Motion Adaptive Deinterlacing is essential for video processing devices where the input video is an interlaced sequence of fields. The goal of a deinterlacer is to create a sequence of output frames at the same rate as the sequence of input fields.
Each input field has only odd or even lines from the frame. As shown in Figure 1, pixels which are not contained in the current field must be created based on other pixels from the current field and/or pixels from previous fields.
One method, called “static mesh”, generates the missing pixels by copying the corresponding pixels from the previous field. This method can produce frames that show a very visible “feathering” artifact in areas of high motion.
Another method interpolates missing pixels from pixels directly above and below in the same field. This method produces a flickering or scintillating effect, especially for slow motion video, and a reduction in the vertical resolution of the output frames.

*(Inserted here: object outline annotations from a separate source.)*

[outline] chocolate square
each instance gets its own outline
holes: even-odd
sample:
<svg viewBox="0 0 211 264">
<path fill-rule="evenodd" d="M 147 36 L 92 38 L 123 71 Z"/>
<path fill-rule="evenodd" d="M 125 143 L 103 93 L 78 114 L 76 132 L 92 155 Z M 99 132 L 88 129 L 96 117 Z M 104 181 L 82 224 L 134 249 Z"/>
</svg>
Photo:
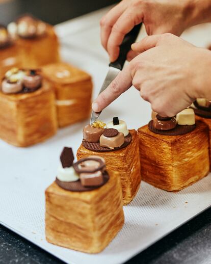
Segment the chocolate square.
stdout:
<svg viewBox="0 0 211 264">
<path fill-rule="evenodd" d="M 74 155 L 72 148 L 65 147 L 60 155 L 60 160 L 63 168 L 69 168 L 72 165 Z"/>
</svg>

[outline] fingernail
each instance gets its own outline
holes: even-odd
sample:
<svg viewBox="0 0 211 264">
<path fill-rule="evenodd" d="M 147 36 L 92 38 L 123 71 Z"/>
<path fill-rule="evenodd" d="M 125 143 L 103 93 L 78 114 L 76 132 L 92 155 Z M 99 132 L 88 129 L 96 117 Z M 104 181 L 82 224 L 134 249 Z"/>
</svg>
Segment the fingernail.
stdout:
<svg viewBox="0 0 211 264">
<path fill-rule="evenodd" d="M 93 102 L 92 104 L 92 110 L 94 112 L 99 112 L 98 111 L 98 104 L 96 102 Z"/>
</svg>

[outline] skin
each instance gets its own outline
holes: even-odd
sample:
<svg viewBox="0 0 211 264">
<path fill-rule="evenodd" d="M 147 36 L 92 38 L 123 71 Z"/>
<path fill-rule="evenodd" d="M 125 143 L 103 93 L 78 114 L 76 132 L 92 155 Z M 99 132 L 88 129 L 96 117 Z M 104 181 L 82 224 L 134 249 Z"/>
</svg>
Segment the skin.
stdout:
<svg viewBox="0 0 211 264">
<path fill-rule="evenodd" d="M 180 36 L 189 27 L 210 21 L 210 15 L 209 0 L 122 0 L 100 21 L 101 43 L 113 62 L 124 36 L 141 22 L 148 35 Z M 128 60 L 136 55 L 129 52 Z"/>
<path fill-rule="evenodd" d="M 102 110 L 132 85 L 163 116 L 174 116 L 197 97 L 211 99 L 210 51 L 165 34 L 179 36 L 189 27 L 210 21 L 210 0 L 121 1 L 100 21 L 101 43 L 111 61 L 135 25 L 143 22 L 153 36 L 132 45 L 130 62 L 93 102 L 93 110 Z"/>
<path fill-rule="evenodd" d="M 175 115 L 196 98 L 211 100 L 209 50 L 170 33 L 146 37 L 131 48 L 139 55 L 94 101 L 94 111 L 102 110 L 132 85 L 163 116 Z"/>
</svg>

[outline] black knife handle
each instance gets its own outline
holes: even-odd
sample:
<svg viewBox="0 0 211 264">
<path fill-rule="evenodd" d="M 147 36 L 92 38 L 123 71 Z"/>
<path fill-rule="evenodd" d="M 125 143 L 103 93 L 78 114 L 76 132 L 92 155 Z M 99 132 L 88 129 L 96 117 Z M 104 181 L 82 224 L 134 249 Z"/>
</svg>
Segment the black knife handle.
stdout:
<svg viewBox="0 0 211 264">
<path fill-rule="evenodd" d="M 119 55 L 117 60 L 114 62 L 111 62 L 110 66 L 114 67 L 120 70 L 122 70 L 125 62 L 128 52 L 130 50 L 131 45 L 136 41 L 142 23 L 134 27 L 133 30 L 125 35 L 122 43 L 120 46 Z"/>
</svg>

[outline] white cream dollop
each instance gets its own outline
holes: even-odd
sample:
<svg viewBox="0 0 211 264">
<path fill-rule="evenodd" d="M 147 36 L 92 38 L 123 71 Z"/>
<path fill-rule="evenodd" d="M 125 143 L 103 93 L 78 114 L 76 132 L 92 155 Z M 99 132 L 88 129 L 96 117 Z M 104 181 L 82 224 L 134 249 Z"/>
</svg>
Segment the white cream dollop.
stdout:
<svg viewBox="0 0 211 264">
<path fill-rule="evenodd" d="M 115 128 L 124 134 L 124 137 L 127 136 L 129 134 L 129 131 L 127 127 L 126 122 L 123 120 L 119 120 L 119 124 L 114 125 L 113 121 L 109 122 L 107 125 L 107 128 Z"/>
<path fill-rule="evenodd" d="M 72 166 L 63 168 L 60 165 L 57 172 L 57 178 L 61 181 L 76 181 L 79 179 L 79 176 Z"/>
</svg>

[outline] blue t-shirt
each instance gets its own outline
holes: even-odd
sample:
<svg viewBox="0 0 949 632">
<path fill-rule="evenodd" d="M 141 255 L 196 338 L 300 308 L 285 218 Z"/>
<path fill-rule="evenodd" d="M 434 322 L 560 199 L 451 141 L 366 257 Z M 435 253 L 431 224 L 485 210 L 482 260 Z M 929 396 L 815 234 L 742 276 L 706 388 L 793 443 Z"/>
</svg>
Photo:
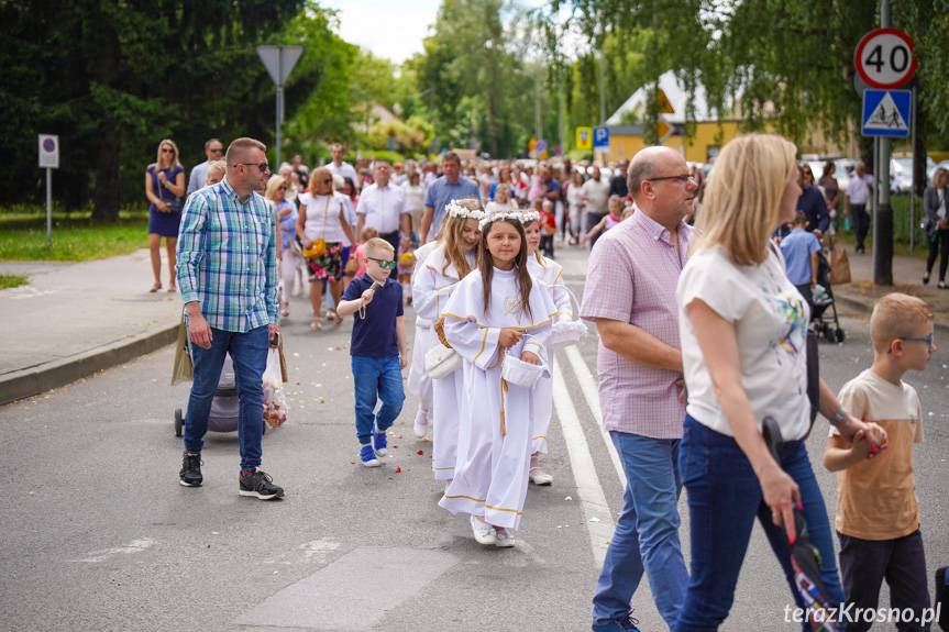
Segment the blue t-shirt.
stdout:
<svg viewBox="0 0 949 632">
<path fill-rule="evenodd" d="M 369 275 L 356 277 L 350 281 L 342 300 L 354 301 L 373 286 Z M 365 357 L 391 357 L 399 355 L 399 339 L 396 333 L 396 322 L 404 314 L 402 286 L 393 279 L 386 279 L 386 285 L 373 295 L 373 302 L 366 306 L 366 318 L 360 318 L 360 312 L 353 314 L 353 340 L 350 344 L 350 355 Z"/>
<path fill-rule="evenodd" d="M 820 252 L 820 242 L 804 229 L 794 229 L 781 240 L 781 254 L 787 262 L 787 278 L 796 286 L 810 282 L 810 254 Z"/>
<path fill-rule="evenodd" d="M 462 198 L 481 199 L 477 185 L 464 176 L 459 176 L 459 181 L 454 185 L 450 185 L 449 181 L 445 180 L 444 176 L 429 185 L 429 188 L 426 189 L 426 206 L 431 207 L 433 210 L 432 233 L 434 233 L 442 223 L 442 217 L 445 214 L 445 204 L 452 200 L 461 200 Z"/>
</svg>

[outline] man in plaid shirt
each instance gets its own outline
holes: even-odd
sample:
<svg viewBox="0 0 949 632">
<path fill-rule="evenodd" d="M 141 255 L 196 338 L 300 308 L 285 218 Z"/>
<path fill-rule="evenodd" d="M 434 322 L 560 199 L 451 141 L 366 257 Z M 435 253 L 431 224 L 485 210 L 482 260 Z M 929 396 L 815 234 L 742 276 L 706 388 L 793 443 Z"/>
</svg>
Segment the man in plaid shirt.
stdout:
<svg viewBox="0 0 949 632">
<path fill-rule="evenodd" d="M 224 356 L 230 353 L 240 399 L 239 492 L 279 498 L 261 465 L 268 345 L 276 346 L 277 259 L 274 213 L 263 191 L 271 170 L 266 147 L 238 138 L 228 147 L 227 173 L 217 185 L 192 193 L 178 232 L 178 287 L 192 343 L 194 385 L 185 419 L 185 487 L 199 487 L 201 447 Z M 269 341 L 269 342 L 268 342 Z"/>
<path fill-rule="evenodd" d="M 593 597 L 594 632 L 638 630 L 630 617 L 643 570 L 675 627 L 688 572 L 678 541 L 678 444 L 685 421 L 675 288 L 688 258 L 695 190 L 685 158 L 647 147 L 629 167 L 636 212 L 591 251 L 581 317 L 599 333 L 603 425 L 626 472 L 622 513 Z"/>
</svg>

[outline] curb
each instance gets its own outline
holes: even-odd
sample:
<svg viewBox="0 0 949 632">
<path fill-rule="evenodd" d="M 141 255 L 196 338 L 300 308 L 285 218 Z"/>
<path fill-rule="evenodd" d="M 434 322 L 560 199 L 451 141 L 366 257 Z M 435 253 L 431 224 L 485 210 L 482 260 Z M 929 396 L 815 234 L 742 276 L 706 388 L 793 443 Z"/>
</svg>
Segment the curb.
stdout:
<svg viewBox="0 0 949 632">
<path fill-rule="evenodd" d="M 0 377 L 0 406 L 71 384 L 178 340 L 178 323 Z"/>
</svg>

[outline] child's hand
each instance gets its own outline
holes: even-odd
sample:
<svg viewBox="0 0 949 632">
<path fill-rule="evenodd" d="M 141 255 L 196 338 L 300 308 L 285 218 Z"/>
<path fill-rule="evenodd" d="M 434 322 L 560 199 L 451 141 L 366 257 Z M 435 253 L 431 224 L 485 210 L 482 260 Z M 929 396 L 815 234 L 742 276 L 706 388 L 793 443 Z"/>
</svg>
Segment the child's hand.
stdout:
<svg viewBox="0 0 949 632">
<path fill-rule="evenodd" d="M 853 435 L 853 441 L 850 443 L 850 450 L 853 454 L 859 454 L 860 458 L 870 456 L 870 442 L 867 440 L 867 431 L 858 430 Z"/>
<path fill-rule="evenodd" d="M 523 334 L 517 331 L 516 329 L 511 329 L 506 326 L 500 330 L 500 335 L 497 339 L 497 343 L 505 348 L 510 348 L 523 337 Z"/>
</svg>

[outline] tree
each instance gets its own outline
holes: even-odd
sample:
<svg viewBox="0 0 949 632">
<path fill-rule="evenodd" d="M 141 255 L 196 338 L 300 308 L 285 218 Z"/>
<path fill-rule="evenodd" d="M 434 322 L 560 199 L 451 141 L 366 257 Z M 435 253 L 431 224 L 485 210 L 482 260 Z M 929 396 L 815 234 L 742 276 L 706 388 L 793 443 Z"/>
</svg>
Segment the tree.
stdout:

The artifacts from both of these methods are very visible to a human observer.
To reduce these artifacts, the deinterlaced pixels can be created as the weighted sum of the replicated and interpolated pixels. The weight can be constant values chosen to minimize the perceptual amount of visual artifacts, but in this case, the artifacts will still be quite visible. A substantial decrease in the visual artifacts can be accomplished by using dynamic weights that depend on estimated motion value of a particular pixel.
As depicted in Figure 2, the weights can be computed by a motion detector. If no motion is detected, then the value from the previous field can be copied directly (W1 = 1, W2 = 0); if the motion is high, the value from vertical interpolation can be used directly (W1 = 0, W2 = 1); and for intermediate motion values, both weights are nonzero.